St. Pat’s parishioners celebrate place they call home
By Bob Okon firstname.lastname@example.org September 7, 2013 9:24PM
The Most Rev. R. Daniel Conlon (left), bishop of the Diocese of Joliet, blesses the St. Columba of Iona Room with Deacon Daniel Kelsey (right) at St. Patrick's Parish in Joliet on Sept. 7, 2013. | Larry Kane/For Sun-Times Media
Updated: October 9, 2013 7:36PM
Bagpipes and Irish dancers, Mexican hymns sung in Spanish, a Mass celebrated by the bishop and seven priests, a church that was overflowing, speeches by a congressman and state senator and homage paid to an era when St. Patrick’s Parish was formed for the sake of Irish and German canal workers.
All this and more made up the celebration of the 175th anniversary of St. Patrick’s Parish in Joliet on Saturday — a Mass followed by a party.

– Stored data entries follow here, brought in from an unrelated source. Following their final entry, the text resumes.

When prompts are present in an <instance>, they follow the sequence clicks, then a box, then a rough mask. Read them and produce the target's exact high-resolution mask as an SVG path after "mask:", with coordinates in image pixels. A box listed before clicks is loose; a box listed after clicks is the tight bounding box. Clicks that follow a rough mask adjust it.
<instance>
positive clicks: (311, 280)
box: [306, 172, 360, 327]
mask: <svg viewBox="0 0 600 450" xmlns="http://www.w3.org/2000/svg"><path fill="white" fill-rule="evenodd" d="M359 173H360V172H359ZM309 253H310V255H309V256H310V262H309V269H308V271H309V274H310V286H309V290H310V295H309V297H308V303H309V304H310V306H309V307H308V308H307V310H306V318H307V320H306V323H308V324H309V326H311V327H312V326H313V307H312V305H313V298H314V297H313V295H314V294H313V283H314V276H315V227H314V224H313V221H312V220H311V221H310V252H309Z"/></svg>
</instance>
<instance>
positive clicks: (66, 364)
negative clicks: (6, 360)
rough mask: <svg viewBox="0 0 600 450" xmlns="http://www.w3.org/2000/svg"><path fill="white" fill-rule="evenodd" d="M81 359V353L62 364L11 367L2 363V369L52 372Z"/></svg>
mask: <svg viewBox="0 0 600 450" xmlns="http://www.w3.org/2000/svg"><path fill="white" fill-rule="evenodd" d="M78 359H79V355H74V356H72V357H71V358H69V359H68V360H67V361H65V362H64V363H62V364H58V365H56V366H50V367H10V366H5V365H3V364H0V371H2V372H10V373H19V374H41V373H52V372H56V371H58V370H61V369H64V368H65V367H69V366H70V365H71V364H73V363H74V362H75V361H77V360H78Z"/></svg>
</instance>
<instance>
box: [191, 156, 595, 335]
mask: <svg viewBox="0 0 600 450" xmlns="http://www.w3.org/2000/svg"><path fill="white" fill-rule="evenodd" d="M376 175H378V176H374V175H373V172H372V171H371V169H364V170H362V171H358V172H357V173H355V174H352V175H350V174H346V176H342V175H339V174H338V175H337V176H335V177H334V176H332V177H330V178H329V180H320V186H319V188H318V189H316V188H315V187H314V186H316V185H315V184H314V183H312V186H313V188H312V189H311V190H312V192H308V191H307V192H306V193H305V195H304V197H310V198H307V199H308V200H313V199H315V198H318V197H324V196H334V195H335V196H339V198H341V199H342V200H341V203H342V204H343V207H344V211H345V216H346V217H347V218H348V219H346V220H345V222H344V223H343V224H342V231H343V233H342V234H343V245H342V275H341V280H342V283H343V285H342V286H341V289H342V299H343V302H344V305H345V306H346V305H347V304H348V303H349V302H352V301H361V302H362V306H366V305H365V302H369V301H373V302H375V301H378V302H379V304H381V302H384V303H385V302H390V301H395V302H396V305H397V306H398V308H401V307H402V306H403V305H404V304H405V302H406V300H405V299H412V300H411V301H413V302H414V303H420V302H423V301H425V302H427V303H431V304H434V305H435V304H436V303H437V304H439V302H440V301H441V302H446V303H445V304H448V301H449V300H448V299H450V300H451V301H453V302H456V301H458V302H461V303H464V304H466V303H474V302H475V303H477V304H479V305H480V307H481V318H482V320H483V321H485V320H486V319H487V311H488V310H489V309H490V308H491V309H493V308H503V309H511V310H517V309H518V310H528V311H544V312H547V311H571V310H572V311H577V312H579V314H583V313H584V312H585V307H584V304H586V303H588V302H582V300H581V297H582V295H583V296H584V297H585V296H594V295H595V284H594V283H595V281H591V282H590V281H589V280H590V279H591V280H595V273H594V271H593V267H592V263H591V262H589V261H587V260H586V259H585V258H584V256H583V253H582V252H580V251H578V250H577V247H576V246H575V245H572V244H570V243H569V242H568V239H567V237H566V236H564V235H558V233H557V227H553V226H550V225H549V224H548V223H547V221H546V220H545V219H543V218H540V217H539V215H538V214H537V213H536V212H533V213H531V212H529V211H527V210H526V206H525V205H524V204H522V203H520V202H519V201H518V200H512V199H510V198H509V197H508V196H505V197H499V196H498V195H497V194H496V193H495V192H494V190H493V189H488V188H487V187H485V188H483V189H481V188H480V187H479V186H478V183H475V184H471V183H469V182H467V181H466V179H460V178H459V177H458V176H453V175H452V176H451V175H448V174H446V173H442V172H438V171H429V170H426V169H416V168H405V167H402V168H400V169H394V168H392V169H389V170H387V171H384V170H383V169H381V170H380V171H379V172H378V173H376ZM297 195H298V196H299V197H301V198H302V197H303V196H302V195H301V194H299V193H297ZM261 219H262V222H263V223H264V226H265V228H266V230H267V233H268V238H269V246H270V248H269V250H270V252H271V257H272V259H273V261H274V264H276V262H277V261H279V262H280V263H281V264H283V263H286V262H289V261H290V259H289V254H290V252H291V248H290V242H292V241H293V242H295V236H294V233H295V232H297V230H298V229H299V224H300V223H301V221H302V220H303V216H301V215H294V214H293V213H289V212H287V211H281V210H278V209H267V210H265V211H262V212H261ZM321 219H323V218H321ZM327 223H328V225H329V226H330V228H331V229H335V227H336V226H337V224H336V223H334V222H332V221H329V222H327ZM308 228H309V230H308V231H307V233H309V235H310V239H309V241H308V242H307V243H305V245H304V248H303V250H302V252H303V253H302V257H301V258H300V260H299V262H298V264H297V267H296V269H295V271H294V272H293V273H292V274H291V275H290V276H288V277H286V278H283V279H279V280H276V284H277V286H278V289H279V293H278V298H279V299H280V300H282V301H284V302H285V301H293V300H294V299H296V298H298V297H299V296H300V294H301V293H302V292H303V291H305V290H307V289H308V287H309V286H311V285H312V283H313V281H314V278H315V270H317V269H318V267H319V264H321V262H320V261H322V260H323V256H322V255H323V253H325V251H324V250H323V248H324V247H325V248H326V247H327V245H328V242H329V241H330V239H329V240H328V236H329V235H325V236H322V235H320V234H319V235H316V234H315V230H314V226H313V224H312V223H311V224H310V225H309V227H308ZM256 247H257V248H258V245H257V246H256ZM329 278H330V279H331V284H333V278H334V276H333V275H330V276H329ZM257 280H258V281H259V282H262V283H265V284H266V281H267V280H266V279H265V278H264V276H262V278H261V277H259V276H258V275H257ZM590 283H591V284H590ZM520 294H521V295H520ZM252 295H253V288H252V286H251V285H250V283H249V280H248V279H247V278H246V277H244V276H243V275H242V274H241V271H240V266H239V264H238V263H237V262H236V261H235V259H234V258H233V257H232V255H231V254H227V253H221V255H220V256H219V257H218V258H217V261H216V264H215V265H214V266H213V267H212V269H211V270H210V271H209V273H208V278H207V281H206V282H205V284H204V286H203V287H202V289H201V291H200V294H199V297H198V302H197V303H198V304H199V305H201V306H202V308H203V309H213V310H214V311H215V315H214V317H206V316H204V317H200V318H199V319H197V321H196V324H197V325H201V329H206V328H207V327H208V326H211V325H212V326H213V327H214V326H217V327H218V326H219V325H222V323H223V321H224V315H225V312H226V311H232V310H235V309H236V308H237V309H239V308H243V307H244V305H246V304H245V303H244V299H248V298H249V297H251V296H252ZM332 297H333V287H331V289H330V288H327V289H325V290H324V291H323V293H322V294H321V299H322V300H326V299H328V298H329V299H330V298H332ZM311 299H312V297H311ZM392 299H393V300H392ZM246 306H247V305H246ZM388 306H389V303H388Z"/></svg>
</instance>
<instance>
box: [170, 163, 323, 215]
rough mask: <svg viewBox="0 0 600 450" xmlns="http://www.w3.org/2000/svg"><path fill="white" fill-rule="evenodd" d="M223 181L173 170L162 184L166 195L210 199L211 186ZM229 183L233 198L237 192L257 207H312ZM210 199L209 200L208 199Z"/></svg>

“This is a great occasion,” Bishop R. Daniel Conlon told the full church as the Mass started. “We celebrate God’s many blessings on St. Patrick’s Parish and the people who have been touched by St. Patrick’s Parish over 175 years.”
St. Patrick’s is the oldest parish in the Diocese of Joliet. It is the second oldest Catholic parish in northern Illinois, state Sen. Pat McGuire, D-Joliet, said while reading from an official Illinois Senate Recognition of the occasion.
“All of my life I’ve belonged to other parishes that are progenies and offspring of St. Patrick’s,” McGuire said.
The Rev. Peter Jankowski, the current and 17th pastor of the parish, during his homily listed the Joliet-area parishes that were created out of St. Patrick’s, including the Cathedral of St. Raymond’s.
“This parish seems to be perpetually splitting and perpetually growing itself back again,” Jankowski said.
What parishioners said repeatedly when asked what St. Patrick’s meant to them is that it is home.
“This has kind of always been my home,” said Jim Smith, meaning it literally. His mother worked at St. Parish’s, and after he was born, Smith said, the Dominican nuns who taught at the now-closed grade school would take care of him while his mother worked.
“My mom would come up and hand me off to a nun,” Smith said. “They raised me until I started kindergarten here. They were really, really wonderful people.”
Smith now is the maintenance man at St. Patrick’s and noted that he is only the third to hold that position since the church moved to its present location on Marion Street in 1918, an indication of the kind of loyalty people have in the parish.
“People travel 20 miles just to go to church here,” said Darlene Huston, also a lifelong parishioner.
Some who have moved out of state come back for their funeral Masses, she said.
Huston, who was baptized at St. Patrick’s in 1966, sings in the choir and wrote a short history of the parish, said: “It means everything to me. It’s been supportive when I needed support. It’s raised me up.”
Noel Gurrola, 13, said the church “means a lot” to him. “It’s like a family home,” he said. “Everyone loves each other.”
Grace Hoffman, also 13, who was helping Gurrola empty garbage cans during the party in the school gym, called the church “my second home. I grew up here.”
It looked like a family occasion Saturday as U.S. Rep. Bill Foster, D-11th, who will read a statement about St. Patrick’s history into the Congressional Record, chatted casually with people after Mass. Conlon went from table to table during to talk with the parishioners, priests loosened their collars in the hot gym and kids in costume performed dances to Irish music while people applauded like proud relatives.
Jankowski in his homily talked about how the parish now ministers to Hispanic immigrants in the neighborhood as it ministered to Irish and German immigrants who were building the Illinois & Michigan Canal when St. Patrick’s was formed in 1838.
Smith described St. Patrick’s as “a blue-collar parish.”
“We’ve always had our arms open,” Smith said. “Come and join us. We welcome anybody.”